I could have picked any brand video with a linear narrative that goes from challenge to conquering that challenge through whatever product or service said brand is selling. Instead, I went for Google’s story of 2016 in search because it’s trickier to put together and it’s even harder to weave a story when you’re boxed in by a certain set of facts, in this case the actual data of what people have searched for.
So what’s the impact? Google holds up a mirror and shows us that we care, about each other, about people continents away. It shows us there’s love in the world, making the message, ultimately a positive one.
Event the most brilliant of stories won’t amount to much if nobody gets to read it. Hooks are how you draw people’s attention to your story. It can be a caption, a photo or a self-playing video. Whatever it is, it needs to be powerful enough to break through the constant digital noise and get your audience to pay attention.
You don’t have to look any further than Instagram to see the value of a good visual. Hooks are the traffic wardens of digital storytelling, stopping browsing users in their tracks and directing them towards a new experience.

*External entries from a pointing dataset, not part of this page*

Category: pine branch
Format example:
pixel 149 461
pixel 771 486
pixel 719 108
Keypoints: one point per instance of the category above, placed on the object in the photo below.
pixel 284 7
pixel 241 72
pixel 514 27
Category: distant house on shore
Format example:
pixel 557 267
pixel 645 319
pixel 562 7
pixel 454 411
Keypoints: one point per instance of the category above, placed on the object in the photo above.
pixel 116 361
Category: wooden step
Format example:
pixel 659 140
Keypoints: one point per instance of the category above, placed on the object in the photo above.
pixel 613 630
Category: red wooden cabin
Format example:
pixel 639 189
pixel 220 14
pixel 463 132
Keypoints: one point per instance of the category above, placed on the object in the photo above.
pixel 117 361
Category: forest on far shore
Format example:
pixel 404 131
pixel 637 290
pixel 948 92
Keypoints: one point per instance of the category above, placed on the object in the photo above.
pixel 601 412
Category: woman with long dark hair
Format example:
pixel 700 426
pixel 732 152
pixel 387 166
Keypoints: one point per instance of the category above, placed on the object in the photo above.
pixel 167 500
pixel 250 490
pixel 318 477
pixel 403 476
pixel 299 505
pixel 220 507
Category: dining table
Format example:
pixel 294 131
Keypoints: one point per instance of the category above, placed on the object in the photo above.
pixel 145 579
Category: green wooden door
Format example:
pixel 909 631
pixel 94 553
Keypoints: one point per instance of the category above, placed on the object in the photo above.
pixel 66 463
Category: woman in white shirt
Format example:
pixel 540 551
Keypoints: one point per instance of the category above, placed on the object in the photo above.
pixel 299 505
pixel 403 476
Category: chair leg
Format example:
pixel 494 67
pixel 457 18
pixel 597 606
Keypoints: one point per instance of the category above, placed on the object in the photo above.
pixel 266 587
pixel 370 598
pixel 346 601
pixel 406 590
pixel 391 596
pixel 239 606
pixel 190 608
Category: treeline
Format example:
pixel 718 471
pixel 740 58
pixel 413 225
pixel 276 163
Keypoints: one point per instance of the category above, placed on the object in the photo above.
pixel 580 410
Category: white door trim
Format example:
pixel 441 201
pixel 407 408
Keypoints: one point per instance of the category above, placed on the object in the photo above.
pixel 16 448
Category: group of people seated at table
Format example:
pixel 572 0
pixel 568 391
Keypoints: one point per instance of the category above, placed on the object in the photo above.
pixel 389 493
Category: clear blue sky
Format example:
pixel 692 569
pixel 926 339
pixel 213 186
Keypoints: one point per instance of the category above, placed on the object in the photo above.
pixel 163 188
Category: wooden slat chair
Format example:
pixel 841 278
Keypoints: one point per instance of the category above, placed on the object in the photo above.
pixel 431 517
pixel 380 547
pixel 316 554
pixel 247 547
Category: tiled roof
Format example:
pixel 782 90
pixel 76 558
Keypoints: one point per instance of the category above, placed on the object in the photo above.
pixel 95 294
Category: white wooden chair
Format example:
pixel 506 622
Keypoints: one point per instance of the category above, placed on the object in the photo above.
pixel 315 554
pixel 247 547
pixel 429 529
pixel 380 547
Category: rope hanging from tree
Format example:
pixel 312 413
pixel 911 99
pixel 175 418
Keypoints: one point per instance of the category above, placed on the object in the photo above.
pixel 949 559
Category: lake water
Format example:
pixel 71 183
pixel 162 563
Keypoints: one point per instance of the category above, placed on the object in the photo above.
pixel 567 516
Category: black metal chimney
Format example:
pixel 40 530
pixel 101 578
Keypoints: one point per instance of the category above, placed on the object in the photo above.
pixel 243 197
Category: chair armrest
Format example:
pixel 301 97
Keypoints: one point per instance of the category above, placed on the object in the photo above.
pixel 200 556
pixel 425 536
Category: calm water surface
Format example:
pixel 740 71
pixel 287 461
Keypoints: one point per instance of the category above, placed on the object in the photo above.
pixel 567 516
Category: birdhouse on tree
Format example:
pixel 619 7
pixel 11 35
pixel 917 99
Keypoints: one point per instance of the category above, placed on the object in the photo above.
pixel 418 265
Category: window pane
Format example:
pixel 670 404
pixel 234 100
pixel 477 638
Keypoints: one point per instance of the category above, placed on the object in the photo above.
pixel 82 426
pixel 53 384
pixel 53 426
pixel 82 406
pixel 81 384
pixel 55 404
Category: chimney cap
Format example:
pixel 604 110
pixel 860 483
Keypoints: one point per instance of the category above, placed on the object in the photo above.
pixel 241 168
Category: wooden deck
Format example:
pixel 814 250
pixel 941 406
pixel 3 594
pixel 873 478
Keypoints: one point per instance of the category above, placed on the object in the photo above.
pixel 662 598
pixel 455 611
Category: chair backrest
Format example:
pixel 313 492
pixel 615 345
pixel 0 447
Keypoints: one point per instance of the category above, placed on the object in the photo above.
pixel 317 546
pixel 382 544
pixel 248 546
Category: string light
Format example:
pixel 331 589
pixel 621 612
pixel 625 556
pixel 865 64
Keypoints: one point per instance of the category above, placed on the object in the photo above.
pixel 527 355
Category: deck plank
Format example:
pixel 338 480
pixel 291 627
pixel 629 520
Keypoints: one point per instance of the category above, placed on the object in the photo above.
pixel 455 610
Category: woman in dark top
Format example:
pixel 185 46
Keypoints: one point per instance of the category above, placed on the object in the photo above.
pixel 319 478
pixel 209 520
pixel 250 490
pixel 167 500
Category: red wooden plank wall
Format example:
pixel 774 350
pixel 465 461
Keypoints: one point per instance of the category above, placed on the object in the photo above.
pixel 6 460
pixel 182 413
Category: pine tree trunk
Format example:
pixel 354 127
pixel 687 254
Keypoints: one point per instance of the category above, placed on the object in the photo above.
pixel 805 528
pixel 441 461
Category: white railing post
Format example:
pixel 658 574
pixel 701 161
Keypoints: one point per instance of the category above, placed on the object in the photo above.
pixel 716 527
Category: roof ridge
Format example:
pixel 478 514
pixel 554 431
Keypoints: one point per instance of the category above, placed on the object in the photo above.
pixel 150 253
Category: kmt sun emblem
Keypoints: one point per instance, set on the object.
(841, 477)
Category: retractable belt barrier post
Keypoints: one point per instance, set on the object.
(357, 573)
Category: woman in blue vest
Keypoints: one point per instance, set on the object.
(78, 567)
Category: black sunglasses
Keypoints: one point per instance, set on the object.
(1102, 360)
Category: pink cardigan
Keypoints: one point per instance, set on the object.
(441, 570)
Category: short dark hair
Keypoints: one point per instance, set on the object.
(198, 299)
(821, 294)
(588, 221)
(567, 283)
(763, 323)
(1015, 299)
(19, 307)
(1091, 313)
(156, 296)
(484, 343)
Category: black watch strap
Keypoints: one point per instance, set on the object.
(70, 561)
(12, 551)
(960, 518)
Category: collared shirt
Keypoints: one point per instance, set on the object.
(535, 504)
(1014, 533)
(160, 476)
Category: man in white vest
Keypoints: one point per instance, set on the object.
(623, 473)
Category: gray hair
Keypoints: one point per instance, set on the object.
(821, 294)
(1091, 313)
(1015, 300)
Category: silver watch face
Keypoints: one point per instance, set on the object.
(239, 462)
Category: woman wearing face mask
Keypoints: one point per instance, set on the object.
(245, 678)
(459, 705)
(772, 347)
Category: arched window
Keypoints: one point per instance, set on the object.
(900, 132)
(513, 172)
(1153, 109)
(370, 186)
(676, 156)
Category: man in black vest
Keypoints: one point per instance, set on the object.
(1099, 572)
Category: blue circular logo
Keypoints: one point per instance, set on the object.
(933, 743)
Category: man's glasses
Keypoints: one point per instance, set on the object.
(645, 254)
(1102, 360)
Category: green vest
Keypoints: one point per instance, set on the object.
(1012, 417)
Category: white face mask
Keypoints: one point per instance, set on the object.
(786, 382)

Like with any marketing initiative, the strength of a story’s hook is developed in time, through repeated run-ins with the brand, where you promise to deliver something exciting to the audience and deliver on your promise once the user clicks through.
As you rinse and repeat this process, your audience will come to know there’s something really neat at the end of that link and confidently invest their time in engaging with it. Being inconsistent, however, will lead to mistrust and a corresponding lack of engagement.
The Bottom line
There are many storytelling techniques that we can use to engage and delight our audiences, however, if they lack either of these five essential elements, the story is void of either meaning, value or emotion. As such, the story becomes uninteresting and forgettable, taking your brand with it.